Saturday, May 14, 2016

What is a thesis about Elizabeth Cady Stanton and Sojourner Truth's work for women's rights?

The most interesting possibility for a paper topic would involve the contemporary idea of "intersectionality."
Intersectionality is a concept developed by the legal scholar Kimberle Crenshaw to explain the ways in which the nature of discrimination changes, not based solely on one demographic attribute, but rather on several. For example, white women have experienced discrimination in different ways than black women. White women are also capable of exercising "white privilege" (see: Peggy McIntosh) while also experiencing gender discrimination.
Perhaps you could pursue an answer to the following question: What are the ways in which both the women's rights and abolitionist movements neglected black women? Consider Sojourner Truth's famous speech, "Ain't I a Woman?" in your response. 

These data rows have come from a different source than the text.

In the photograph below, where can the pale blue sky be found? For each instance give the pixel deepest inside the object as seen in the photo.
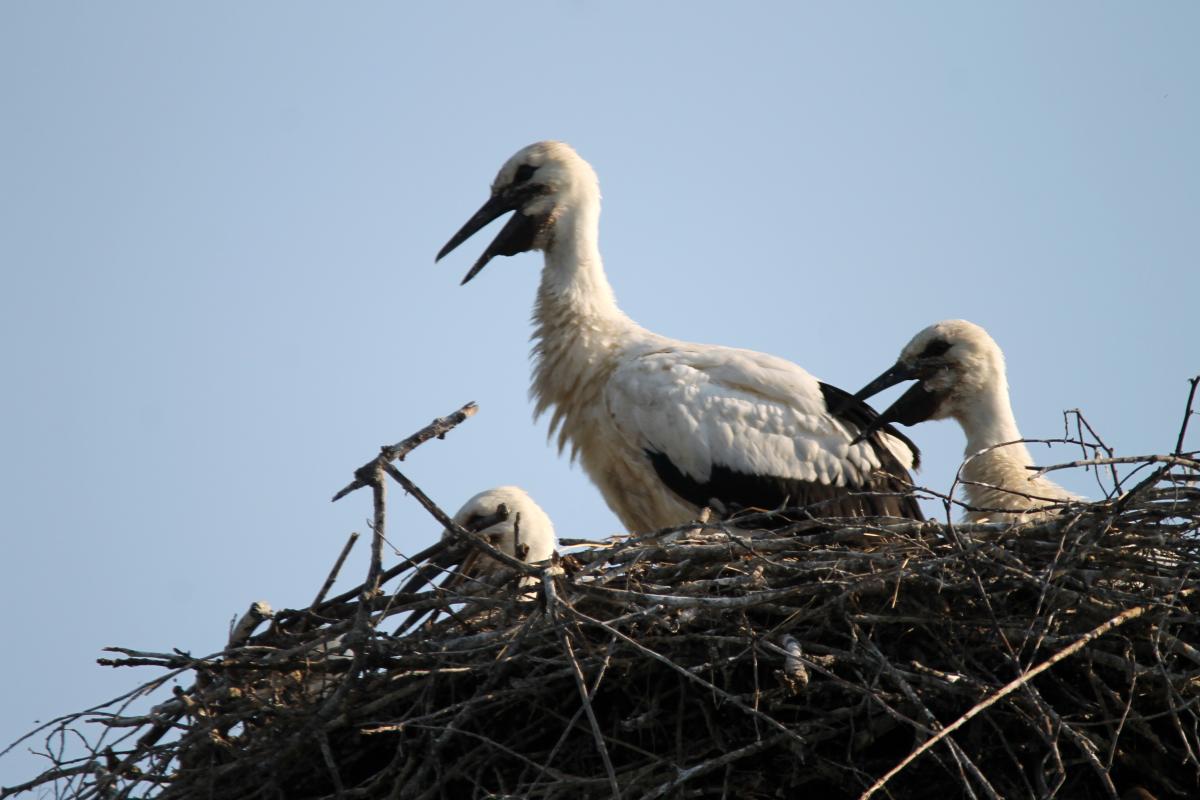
(219, 226)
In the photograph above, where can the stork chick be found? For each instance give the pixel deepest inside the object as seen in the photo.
(666, 428)
(526, 534)
(960, 374)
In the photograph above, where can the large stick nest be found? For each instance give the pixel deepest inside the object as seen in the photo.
(837, 657)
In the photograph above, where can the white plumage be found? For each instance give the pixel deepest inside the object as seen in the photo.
(667, 427)
(960, 373)
(527, 533)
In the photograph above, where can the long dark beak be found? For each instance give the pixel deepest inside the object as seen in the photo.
(894, 374)
(515, 238)
(915, 405)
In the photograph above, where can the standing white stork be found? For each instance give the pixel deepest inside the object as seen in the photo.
(665, 427)
(960, 373)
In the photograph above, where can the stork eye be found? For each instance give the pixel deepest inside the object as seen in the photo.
(934, 349)
(525, 172)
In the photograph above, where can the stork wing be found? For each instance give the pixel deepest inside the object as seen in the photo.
(738, 428)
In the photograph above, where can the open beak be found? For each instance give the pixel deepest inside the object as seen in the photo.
(516, 236)
(915, 405)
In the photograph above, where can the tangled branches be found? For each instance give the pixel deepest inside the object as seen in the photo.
(840, 657)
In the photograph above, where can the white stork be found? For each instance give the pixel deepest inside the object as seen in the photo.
(665, 427)
(960, 373)
(526, 534)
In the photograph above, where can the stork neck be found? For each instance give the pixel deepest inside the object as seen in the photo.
(573, 281)
(988, 422)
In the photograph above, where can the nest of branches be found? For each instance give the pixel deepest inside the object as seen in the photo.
(846, 659)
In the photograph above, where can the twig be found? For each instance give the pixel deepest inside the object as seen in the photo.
(333, 573)
(1012, 686)
(1187, 415)
(388, 453)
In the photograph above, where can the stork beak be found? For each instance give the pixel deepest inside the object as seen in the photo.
(894, 374)
(515, 238)
(915, 405)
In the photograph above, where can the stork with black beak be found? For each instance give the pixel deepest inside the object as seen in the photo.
(960, 373)
(666, 428)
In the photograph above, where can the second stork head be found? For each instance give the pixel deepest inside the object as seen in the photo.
(543, 185)
(957, 366)
(525, 531)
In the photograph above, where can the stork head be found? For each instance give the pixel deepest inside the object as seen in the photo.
(540, 182)
(526, 533)
(953, 364)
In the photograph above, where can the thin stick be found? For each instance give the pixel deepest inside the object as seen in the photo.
(333, 573)
(1187, 415)
(1012, 686)
(388, 453)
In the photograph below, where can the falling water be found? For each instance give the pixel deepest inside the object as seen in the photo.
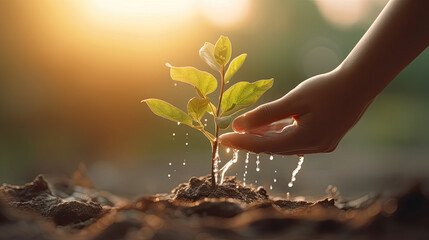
(293, 179)
(225, 168)
(216, 164)
(257, 163)
(245, 168)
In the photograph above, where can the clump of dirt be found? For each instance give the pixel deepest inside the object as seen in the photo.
(199, 188)
(61, 201)
(74, 209)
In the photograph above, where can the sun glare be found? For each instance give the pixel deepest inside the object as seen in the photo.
(225, 12)
(158, 14)
(344, 13)
(150, 13)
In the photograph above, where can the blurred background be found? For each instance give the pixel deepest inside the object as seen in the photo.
(72, 74)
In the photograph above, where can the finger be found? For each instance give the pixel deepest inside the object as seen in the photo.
(273, 127)
(266, 114)
(268, 143)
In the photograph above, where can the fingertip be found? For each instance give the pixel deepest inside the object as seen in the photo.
(240, 123)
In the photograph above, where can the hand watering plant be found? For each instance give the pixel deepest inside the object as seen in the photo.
(239, 96)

You could also take on a less critical outlook and analyze the ways in which the abolitionist and suffrage movements worked together and reinforced one another. Frederick Douglass was a key figure in the fights for both abolition and suffrage. He argued that he could not fight for his right to vote as a black man while neglecting the right of women to vote. Thomas Wentworth Higginson, a former Civil War officer and Emily Dickinson's earliest reader, was another fighter for suffrage.